Abstract:Neurons are continually born from endogenous stem cells and added to the dentate gyrus throughout life, but adult hippocampal neurogenesis declines precipitously with age. Short-term exposure to an enriched environment leads to a striking increase in new neurons, along with a substantial improvement in behavioral performance. Could this plastic response be relevant for explaining the beneficial effects of leading "an active life" on brain function and pathology? Adult hippocampal neurogenesis in mice living in an enriched environment from the age of 10 to 20 months was fivefold higher than in controls. Relatively, the increase in neuronal phenotypes was entirely at the expense of newly generated astrocytes. This cellular plasticity occurred in the context of significant improvements of learning parameters, exploratory behavior, and locomotor activity.
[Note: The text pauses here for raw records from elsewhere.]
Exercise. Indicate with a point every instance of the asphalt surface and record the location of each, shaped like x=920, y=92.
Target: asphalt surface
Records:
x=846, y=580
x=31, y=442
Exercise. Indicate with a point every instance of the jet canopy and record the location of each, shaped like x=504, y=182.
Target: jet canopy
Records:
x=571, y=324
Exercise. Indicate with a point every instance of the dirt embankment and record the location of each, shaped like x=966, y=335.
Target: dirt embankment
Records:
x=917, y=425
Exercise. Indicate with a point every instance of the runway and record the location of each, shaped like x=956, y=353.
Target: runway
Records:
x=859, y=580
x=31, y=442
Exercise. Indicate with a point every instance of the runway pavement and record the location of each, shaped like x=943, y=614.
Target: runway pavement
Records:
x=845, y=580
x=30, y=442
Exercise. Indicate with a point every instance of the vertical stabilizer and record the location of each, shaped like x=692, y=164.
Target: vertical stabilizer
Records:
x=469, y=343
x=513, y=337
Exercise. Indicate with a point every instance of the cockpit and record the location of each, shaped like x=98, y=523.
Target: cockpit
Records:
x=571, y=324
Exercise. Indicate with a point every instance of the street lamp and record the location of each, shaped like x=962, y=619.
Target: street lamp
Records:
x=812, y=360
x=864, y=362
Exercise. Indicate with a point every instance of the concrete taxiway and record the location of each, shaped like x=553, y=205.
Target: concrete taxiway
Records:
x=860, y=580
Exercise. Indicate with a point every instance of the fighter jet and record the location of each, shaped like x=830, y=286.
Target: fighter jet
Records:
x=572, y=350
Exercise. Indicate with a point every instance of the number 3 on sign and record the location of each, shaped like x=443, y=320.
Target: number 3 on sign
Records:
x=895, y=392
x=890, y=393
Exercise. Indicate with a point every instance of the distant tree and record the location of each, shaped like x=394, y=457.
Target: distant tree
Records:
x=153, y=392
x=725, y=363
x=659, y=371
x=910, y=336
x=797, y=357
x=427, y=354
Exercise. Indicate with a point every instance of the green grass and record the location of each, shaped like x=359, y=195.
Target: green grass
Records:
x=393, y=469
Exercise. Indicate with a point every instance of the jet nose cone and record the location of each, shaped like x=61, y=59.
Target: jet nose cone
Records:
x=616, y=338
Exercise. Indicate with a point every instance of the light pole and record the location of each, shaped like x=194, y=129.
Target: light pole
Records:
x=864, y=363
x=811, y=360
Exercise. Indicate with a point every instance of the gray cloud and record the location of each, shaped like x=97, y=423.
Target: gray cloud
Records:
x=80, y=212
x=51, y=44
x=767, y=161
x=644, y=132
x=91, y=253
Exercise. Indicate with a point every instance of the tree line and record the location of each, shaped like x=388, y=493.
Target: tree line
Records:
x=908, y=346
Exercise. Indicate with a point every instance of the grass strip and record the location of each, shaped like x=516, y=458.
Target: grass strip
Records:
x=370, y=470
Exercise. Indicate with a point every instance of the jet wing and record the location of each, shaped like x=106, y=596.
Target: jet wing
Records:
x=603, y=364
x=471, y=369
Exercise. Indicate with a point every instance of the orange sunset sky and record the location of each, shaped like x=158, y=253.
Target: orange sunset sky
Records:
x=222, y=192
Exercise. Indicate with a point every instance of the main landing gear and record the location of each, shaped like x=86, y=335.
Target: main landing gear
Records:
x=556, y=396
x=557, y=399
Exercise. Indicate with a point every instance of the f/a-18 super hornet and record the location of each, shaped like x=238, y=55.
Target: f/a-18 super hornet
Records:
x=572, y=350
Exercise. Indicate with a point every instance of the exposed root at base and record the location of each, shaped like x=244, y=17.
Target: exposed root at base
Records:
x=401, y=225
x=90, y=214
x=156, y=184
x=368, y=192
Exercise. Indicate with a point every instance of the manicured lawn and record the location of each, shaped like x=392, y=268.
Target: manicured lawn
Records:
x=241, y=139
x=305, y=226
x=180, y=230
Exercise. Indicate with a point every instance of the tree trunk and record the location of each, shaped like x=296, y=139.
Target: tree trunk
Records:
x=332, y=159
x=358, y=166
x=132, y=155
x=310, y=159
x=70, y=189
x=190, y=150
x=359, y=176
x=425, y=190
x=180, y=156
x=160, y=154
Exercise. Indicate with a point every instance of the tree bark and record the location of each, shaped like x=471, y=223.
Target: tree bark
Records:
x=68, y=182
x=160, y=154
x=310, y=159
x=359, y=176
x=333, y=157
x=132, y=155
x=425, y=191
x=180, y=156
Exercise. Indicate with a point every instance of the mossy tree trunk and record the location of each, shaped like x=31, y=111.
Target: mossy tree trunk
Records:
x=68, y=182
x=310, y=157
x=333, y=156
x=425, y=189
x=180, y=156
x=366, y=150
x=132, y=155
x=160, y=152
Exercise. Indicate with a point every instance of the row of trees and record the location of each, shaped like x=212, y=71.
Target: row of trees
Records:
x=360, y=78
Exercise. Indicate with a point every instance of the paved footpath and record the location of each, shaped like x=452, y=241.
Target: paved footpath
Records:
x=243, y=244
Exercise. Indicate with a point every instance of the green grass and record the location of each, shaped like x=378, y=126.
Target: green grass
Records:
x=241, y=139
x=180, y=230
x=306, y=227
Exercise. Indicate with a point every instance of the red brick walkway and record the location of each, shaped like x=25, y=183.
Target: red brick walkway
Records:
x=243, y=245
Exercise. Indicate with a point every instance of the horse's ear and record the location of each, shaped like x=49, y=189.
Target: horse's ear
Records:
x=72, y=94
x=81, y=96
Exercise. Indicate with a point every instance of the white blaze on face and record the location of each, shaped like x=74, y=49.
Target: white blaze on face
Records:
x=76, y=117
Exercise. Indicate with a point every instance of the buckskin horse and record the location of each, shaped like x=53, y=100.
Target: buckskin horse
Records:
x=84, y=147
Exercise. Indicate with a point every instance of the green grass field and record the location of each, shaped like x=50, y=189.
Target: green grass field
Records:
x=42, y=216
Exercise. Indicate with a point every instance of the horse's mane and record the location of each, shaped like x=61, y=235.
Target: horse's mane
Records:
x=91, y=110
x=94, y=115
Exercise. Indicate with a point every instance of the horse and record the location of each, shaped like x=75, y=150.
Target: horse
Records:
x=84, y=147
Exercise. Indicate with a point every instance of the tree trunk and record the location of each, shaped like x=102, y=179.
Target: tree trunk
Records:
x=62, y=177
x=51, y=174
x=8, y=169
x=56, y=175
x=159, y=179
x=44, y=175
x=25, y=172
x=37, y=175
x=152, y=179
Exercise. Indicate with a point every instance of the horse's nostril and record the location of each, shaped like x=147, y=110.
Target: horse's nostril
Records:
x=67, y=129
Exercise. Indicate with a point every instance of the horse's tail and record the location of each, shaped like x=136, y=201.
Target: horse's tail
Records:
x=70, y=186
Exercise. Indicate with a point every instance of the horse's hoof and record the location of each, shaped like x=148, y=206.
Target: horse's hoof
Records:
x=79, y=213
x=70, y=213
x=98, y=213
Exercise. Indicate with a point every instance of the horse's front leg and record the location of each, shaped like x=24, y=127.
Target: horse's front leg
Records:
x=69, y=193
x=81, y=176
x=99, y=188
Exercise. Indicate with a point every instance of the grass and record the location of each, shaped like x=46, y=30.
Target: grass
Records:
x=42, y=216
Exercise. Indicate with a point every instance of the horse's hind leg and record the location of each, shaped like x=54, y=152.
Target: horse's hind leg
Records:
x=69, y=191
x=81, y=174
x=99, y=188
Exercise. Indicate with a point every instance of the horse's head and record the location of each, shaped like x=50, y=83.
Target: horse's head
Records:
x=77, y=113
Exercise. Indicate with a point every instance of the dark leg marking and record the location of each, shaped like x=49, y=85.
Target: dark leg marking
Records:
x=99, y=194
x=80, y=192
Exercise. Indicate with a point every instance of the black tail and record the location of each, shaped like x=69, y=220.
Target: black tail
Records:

Enriched living mice also had a reduced lipofuscin load in the dentate gyrus, indicating decreased nonspecific age-dependent degeneration. Therefore, in mice signs of neuronal aging can be diminished by a sustained active and challenging life, even if this stimulation started only at medium age. Activity exerts not only an acute but also a sustained effect on brain plasticity.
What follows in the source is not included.